And beyond the raw materials, the environment has to be right too. Firstly, excellent light. Not yellowy, low-energy lamps, whose rays fail to chase away the darkening sky as you toil into the night.  Of course, a desk and comfortable chair are a must. And then there’s the noise factor. Everybody likes to work differently. Some people want absolute silence. Others blast heavy metal through their headphones. I need the right amount of ambient noise. Not silence, not heavy metal, but somewhere in between. I want friendly chatter, but not raucous laughter. A reassuring, indistinct melee of noise. I want to hear that buzz of life that reminds me there is existence beyond the realms of the word counter. The ground floor of UEA library was my perfect work zone. Having visited some local libraries recently, I can now say I miss university more than ever.

I am currently battling with drama school applications and that means Personal Statements. Yes, that dreaded task has rolled around again.
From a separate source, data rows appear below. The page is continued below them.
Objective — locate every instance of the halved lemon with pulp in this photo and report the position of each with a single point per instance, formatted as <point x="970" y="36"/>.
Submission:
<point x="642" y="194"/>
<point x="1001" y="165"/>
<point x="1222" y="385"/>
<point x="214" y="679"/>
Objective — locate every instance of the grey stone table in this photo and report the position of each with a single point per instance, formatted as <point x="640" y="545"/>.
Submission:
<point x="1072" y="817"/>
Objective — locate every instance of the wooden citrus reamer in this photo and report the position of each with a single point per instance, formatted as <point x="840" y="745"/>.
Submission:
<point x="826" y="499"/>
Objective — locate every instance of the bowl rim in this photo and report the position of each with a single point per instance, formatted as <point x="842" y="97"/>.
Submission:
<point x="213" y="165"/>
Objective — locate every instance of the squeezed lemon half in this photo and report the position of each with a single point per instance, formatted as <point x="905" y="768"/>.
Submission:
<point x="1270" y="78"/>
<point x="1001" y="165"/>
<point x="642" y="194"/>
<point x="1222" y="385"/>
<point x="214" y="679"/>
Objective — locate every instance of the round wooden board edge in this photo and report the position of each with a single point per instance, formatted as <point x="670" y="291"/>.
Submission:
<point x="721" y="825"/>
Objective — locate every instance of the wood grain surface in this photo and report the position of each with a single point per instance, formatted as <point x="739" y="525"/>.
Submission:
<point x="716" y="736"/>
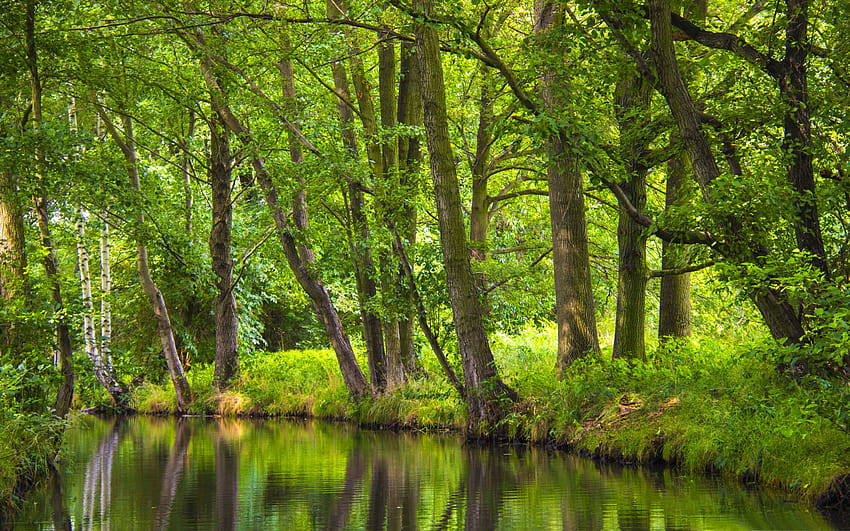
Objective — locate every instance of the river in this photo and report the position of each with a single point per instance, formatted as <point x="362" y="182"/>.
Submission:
<point x="192" y="473"/>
There is already a post dedicated to my hatred of this task – the whole concept in fact – so I shan’t rant any further. What I will say is this: I have just acquired a visitor’s pass to Reading University library and a brand new pad of paper. I now sit with an old notepad, a new notepad, borrowed wifi and my favourite blue pen. Something old, something new, something borrowed, and something blue.

And so, with a hint of panache and some abbreviation, I can now say…

P.S. You Are My Bitch.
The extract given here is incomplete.